As if all this weren’t trying enough, Anna had to deal with her husband’s close companionship with two remarkable women. Julia Griffiths came from Britain to help manage his first newspaper. Leaving the Douglasses’ home in Rochester, New York, in 1855, she was succeeded by Ottilie Assing, a radical journalist from Germany who translated Douglass’s autobiography and, like Griffiths, offered indispensable help in keeping his newspaper afloat. Each spent months at a time living in the Douglass household. Anna Douglass’s reactions to this situation do not exist in the historical record, although there are hints that she found the presence of these women upsetting. For insight into her state of mind, Blight turns to modern novels and poetry that include Anna as a character—not always convincingly, as these tend to reflect the sensibilities of our own time rather than those of the 19th century.

Griffiths and Assing were both talented women on whom Douglass depended for intellectual companionship, emotional support, and practical assistance. Without their editorial skills and financial acumen, his newspapers could not have survived. Assing belonged to a circle of German exiles from the failed Revolution of 1848 with whom Douglass enjoyed discussing politics on visits to her home in New Jersey (one of which took place on New Year’s Eve, 1870, while Anna remained at home). The modern reader, Blight notes, will want to know if these relationships were “ever sexual.” His answer is judicious: “We do not know for sure, and perhaps it does not matter,” although he does later suggest that Assing and Douglass “were probably lovers.”

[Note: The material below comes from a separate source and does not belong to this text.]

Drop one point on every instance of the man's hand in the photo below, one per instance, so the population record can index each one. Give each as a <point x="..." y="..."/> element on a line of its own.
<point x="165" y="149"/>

Certainly, Assing adored Douglass and despised his wife. For years, she implored him to join her on a romantic holiday in France, although he never did so. After Anna’s death in 1882, Douglass married Helen Pitts, a considerably younger white woman who had been active in the abolitionist and feminist movements. As Blight notes, this was probably the most prominent interracial marriage of the 19th century. Many members of her family ostracized her, but Douglass’s children welcomed Pitts, insisting that it was no one’s business whom their father chose to wed. Soon afterward, Assing, now living in Paris and diagnosed with breast cancer, took her own life. In her will, she left Douglass a considerable sum of money and directed that all of the letters in her possession be burned. With their destruction, any hope of solving the mystery of what Blight calls their “intellectual affair of the heart” also disappeared.

Frederick Douglass died in February 1895. Seven months later, Booker T. Washington gained national applause for a speech at the Cotton States and International Exposition in Atlanta that counseled black Americans to concentrate on economic advancement and forswear political activism against the tightening web of disfranchisement and segregation in the South. Douglass would have strongly disagreed. He believed in self-reliance, but not accommodation to injustice. He spent his final years, as always, writing and lecturing, this time as part of a campaign to expose and condemn the epidemic of lynching in the South.

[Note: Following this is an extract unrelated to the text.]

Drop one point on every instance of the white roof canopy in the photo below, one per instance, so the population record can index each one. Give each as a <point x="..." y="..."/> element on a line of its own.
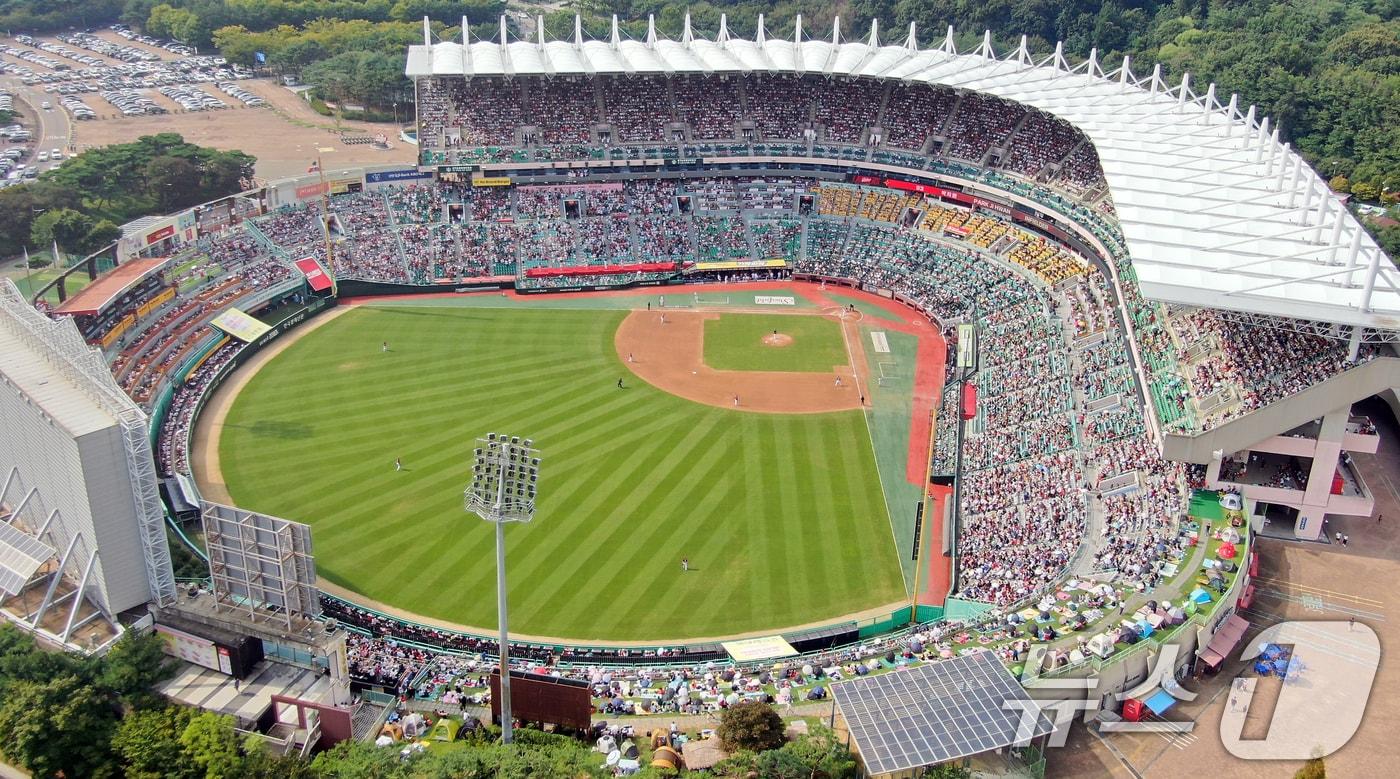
<point x="1214" y="209"/>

Virginia Woolf once wrote of the 18th-century feminist Mary Wollstonecraft: “We hear her voice and trace her influence even now among the living.” How true, also, of Frederick Douglass. We find ourselves today in a political moment that Douglass in his later years would have recognized. “Principles which we all thought to have been firmly and permanently settled,” he wrote, “have been boldly assaulted and overthrown.” His response was not to despair, but to continue the fight. Douglass’s words from 1857 continue to reverberate and inspire: “If there is no struggle there is no progress.”